En 2026, Ucrania podría enfrentarse a una grave escasez de trabajadores temporeros para la recolección de frambuesas, según ha declarado el presidente de la Asociación Ucraniana de Frutas y Hortalizas (UPOA), Taras Bashtannik.
Según él, sin la mano de obra extranjera, el país no podrá recolectar la cosecha de frambuesas y mantener su posición como exportador de esta baya.
Como se señala en la publicación, la superficie de plantaciones de frambuesas en Ucrania en 2024 era de unas 5000 hectáreas, y la necesidad de mano de obra se estima en aproximadamente 15 recolectores por hectárea. Por lo tanto, durante la temporada se necesitan más de 70 000 trabajadores solo para las frambuesas. La escasez de mano de obra también afecta a las explotaciones de cultivo de arándanos y fresas, así como a los huertos de manzanos.
El director de la empresa hortícola USPA Fruit, Vladimir Gurzhiy, informó de que en 2026 las empresas ucranianas tienen previsto traer trabajadores a los huertos, entre otros lugares, de Bangladesh y Nepal, siguiendo el ejemplo de Serbia. Teniendo en cuenta el aumento de la superficie de los huertos, la necesidad adicional podría ascender a no menos de 100 000 recolectores.
Al cierre de 2025, Ucrania confirmó su estatus como el mayor exportador mundial de frambuesas congeladas, y en la temporada 2026, el vector clave para el desarrollo del sector hortofrutícola, en un contexto de estancamiento del consumo interno, seguirá siendo el aumento de la expansión de las exportaciones, según informó el presidente de la Asociación Ucraniana de Frutas y Hortalizas (UPOA), Taras Bashtannik.
«Llevamos dos años consecutivos siendo los mayores exportadores mundiales de frambuesas. Se espera que, según los resultados de la temporada 2025, el volumen de exportación sea de unas 80 000 toneladas, frente a las 65 000 toneladas del año anterior. El potencial de crecimiento se mantiene», señaló durante la conferencia «Agronegocio rentable 2026».

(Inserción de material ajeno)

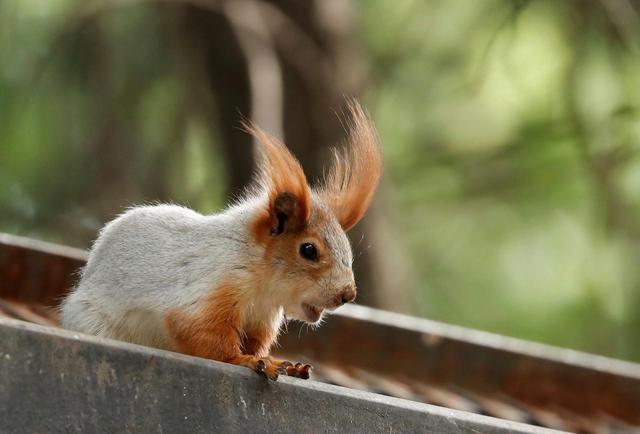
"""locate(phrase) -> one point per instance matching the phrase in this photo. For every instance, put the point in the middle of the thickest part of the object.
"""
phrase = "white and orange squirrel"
(220, 286)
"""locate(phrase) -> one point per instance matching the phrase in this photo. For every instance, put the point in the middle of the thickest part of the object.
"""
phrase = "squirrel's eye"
(309, 251)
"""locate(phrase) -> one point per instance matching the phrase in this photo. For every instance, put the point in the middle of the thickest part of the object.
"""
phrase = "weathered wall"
(54, 381)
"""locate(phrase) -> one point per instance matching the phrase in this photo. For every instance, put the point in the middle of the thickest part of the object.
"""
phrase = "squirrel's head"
(307, 255)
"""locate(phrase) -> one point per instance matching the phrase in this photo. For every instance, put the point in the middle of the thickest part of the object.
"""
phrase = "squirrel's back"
(146, 261)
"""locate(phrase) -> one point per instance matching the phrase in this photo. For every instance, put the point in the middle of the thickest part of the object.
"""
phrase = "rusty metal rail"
(397, 355)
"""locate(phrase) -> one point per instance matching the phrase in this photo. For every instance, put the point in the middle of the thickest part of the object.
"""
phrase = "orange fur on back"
(350, 184)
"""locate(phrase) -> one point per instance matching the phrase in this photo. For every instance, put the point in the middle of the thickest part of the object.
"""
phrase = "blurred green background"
(510, 131)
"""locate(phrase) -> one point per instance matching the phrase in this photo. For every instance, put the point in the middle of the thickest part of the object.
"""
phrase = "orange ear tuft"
(350, 184)
(282, 177)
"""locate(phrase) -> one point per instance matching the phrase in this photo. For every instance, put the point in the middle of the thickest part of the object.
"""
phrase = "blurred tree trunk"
(317, 65)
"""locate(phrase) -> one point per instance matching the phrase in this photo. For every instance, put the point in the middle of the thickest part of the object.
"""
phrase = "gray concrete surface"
(55, 381)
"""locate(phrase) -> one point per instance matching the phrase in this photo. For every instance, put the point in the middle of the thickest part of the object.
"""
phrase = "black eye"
(308, 251)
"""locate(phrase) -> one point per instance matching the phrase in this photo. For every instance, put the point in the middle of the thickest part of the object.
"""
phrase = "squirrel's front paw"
(298, 370)
(268, 369)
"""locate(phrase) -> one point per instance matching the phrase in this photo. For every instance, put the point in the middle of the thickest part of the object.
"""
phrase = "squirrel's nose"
(348, 294)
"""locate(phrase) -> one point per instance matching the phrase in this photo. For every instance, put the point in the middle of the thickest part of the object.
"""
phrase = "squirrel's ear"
(350, 184)
(282, 178)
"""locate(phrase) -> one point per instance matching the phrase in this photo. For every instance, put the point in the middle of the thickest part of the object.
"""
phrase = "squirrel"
(220, 286)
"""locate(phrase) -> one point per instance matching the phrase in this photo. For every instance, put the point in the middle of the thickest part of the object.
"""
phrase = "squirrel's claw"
(270, 371)
(304, 371)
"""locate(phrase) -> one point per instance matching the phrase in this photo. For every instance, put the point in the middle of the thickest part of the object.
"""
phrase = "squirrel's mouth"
(312, 312)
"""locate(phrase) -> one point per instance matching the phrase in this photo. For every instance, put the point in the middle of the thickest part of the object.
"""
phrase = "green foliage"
(511, 136)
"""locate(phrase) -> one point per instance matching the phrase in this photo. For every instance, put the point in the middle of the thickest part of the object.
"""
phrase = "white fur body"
(155, 258)
(282, 250)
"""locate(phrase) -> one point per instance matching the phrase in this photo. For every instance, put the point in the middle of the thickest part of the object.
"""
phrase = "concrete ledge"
(53, 380)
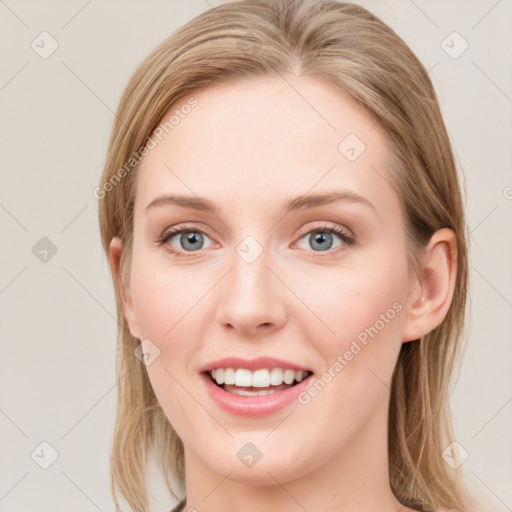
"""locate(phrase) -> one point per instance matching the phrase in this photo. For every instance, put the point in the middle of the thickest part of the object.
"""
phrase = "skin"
(249, 146)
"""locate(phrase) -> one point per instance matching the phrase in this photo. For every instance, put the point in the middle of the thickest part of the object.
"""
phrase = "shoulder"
(180, 506)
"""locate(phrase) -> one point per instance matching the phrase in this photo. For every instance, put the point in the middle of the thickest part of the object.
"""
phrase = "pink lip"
(253, 364)
(253, 405)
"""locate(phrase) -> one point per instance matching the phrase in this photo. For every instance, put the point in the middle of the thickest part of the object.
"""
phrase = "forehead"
(266, 137)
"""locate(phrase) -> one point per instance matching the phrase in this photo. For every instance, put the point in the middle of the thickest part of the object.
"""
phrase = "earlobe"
(114, 257)
(432, 292)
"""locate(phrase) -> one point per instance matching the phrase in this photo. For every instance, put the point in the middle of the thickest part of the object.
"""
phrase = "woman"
(283, 219)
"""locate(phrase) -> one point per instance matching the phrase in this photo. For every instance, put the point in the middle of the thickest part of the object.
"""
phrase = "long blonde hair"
(371, 64)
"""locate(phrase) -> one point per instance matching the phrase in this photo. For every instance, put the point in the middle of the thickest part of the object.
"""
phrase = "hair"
(370, 64)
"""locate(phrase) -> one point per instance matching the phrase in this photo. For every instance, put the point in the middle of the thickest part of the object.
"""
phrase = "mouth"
(243, 382)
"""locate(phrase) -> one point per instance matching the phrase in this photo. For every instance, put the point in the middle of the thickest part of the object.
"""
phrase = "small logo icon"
(249, 454)
(454, 45)
(44, 455)
(44, 250)
(249, 249)
(351, 147)
(44, 45)
(454, 455)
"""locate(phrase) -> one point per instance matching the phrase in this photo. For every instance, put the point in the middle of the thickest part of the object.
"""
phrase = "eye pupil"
(321, 238)
(191, 238)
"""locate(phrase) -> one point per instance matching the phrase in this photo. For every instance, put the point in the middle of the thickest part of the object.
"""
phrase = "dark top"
(180, 506)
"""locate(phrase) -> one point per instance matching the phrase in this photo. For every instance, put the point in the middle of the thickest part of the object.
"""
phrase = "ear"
(432, 292)
(114, 258)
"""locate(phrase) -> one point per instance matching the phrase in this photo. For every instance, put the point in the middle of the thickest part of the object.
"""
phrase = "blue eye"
(318, 238)
(191, 239)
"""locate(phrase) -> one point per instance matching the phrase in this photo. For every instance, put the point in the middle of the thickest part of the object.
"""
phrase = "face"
(255, 279)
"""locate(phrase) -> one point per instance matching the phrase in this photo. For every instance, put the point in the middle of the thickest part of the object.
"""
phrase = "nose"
(252, 297)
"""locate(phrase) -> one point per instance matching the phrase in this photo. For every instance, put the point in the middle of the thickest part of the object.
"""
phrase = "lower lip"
(258, 405)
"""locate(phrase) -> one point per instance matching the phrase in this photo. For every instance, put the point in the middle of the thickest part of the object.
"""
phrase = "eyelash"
(168, 235)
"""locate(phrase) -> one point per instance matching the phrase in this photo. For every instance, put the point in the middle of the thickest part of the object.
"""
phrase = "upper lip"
(252, 364)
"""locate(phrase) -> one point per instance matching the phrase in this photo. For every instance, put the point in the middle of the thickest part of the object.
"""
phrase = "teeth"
(259, 378)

Según el experto, se observa una tendencia similar en el segmento de los arándanos, donde la producción crece entre un 15 % y un 20 % cada año. Bashannik subrayó que el mercado interno de arándanos ha alcanzado un «techo» de consumo de unas 10 000 toneladas, por lo que el desarrollo futuro del sector solo es posible a través de la exportación. Actualmente, Ucrania exporta alrededor de 8000-10 000 toneladas de esta baya, mientras que los líderes mundiales, como Chile y Perú, suministran hasta 400 000 toneladas a los mercados externos, lo que indica un margen considerable para sustituir a los actores del mercado global.

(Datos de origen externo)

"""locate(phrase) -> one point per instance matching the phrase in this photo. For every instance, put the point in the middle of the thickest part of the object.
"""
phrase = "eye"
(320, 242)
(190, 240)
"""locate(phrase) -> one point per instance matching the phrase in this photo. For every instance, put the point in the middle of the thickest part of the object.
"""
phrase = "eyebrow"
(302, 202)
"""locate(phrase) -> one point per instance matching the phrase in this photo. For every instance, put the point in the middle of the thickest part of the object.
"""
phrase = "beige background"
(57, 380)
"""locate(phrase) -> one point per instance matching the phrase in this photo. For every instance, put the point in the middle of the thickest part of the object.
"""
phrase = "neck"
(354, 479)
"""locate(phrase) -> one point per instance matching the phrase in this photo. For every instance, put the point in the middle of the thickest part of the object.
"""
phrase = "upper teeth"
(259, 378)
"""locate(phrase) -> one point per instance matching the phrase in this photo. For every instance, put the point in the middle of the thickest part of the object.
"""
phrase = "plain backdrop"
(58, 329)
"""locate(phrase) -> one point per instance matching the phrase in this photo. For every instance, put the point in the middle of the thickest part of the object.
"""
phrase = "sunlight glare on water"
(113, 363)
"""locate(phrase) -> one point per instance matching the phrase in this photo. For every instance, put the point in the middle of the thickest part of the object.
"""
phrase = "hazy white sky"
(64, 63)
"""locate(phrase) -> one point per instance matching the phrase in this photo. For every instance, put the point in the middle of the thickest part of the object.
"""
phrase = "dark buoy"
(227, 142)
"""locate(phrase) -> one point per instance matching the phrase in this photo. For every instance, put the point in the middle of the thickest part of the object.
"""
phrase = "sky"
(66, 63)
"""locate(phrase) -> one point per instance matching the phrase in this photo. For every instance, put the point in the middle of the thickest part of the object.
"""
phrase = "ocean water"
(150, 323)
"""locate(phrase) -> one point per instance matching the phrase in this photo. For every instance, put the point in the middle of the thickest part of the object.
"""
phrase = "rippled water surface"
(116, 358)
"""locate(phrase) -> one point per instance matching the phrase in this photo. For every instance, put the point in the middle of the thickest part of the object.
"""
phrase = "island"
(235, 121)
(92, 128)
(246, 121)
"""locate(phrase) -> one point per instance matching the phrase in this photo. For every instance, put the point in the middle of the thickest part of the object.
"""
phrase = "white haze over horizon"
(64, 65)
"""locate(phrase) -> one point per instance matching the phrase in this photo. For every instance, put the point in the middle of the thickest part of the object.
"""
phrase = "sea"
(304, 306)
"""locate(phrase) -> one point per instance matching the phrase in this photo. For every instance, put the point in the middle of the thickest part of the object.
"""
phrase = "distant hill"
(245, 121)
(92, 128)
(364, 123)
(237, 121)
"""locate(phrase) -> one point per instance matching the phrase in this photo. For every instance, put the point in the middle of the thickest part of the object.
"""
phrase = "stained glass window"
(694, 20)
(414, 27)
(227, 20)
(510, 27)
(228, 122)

Al detallar las previsiones para la temporada 2026, el presidente de la UPOA subrayó que no hay que esperar que las frutas y verduras sean baratas. Se mostró convencido de que el mundo ha entrado en una fase en la que se han agotado las posibilidades de producir productos de bajo coste, y Ucrania sigue siendo competitiva solo gracias a sus menores costes en comparación con los países de la UE.
La alta rentabilidad de determinados cultivos en los últimos años (a veces hasta un 700 % por encima del coste de producción, IF-U) incita a los agricultores a ampliar drásticamente las superficies sin un análisis adecuado. Bashtachnik recordó que esto ya ha provocado una «caída» de los precios de las hortalizas para el borscht en 2025. Sin embargo, en la nueva temporada, el riesgo de sobreproducción de zanahorias o remolachas se mantendrá y dependerá de las fechas de la siembra de primavera.
Según el experto, el principal freno al desarrollo del sector hortofrutícola será la falta de trabajadores cualificados y no cualificados. Por lo tanto, el sector se enfrentará a la necesidad de una mecanización total o incluso de la contratación de mano de obra extranjera.
Bashtachnik prevé que los productores de frutas y hortalizas de la temporada 2026 se enfrentarán, como es habitual, a problemas debido a las condiciones climáticas extremas, desde sequías hasta lluvias anormales. Esto obligará a los agricultores a aumentar las inversiones en sistemas de riego y protección.
En condiciones de logística costosa y prolongada, en particular en los mercados de Oriente Medio, el éxito de la temporada no dependerá del volumen de la cosecha, sino de la capacidad de venderla en los mercados externos.
«La cuestión del exceso de producción no es cuánto hemos cosechado, sino si hemos podido venderlo. Si trabajamos bien para la exportación, todo irá bien. Ucrania tiene la ventaja de la diversidad de zonas edafoclimáticas, y si se eligen bien las variedades, se puede invertir en cualquier cultivo, desde peras hasta tupinambos», resumió el presidente de la UPOA.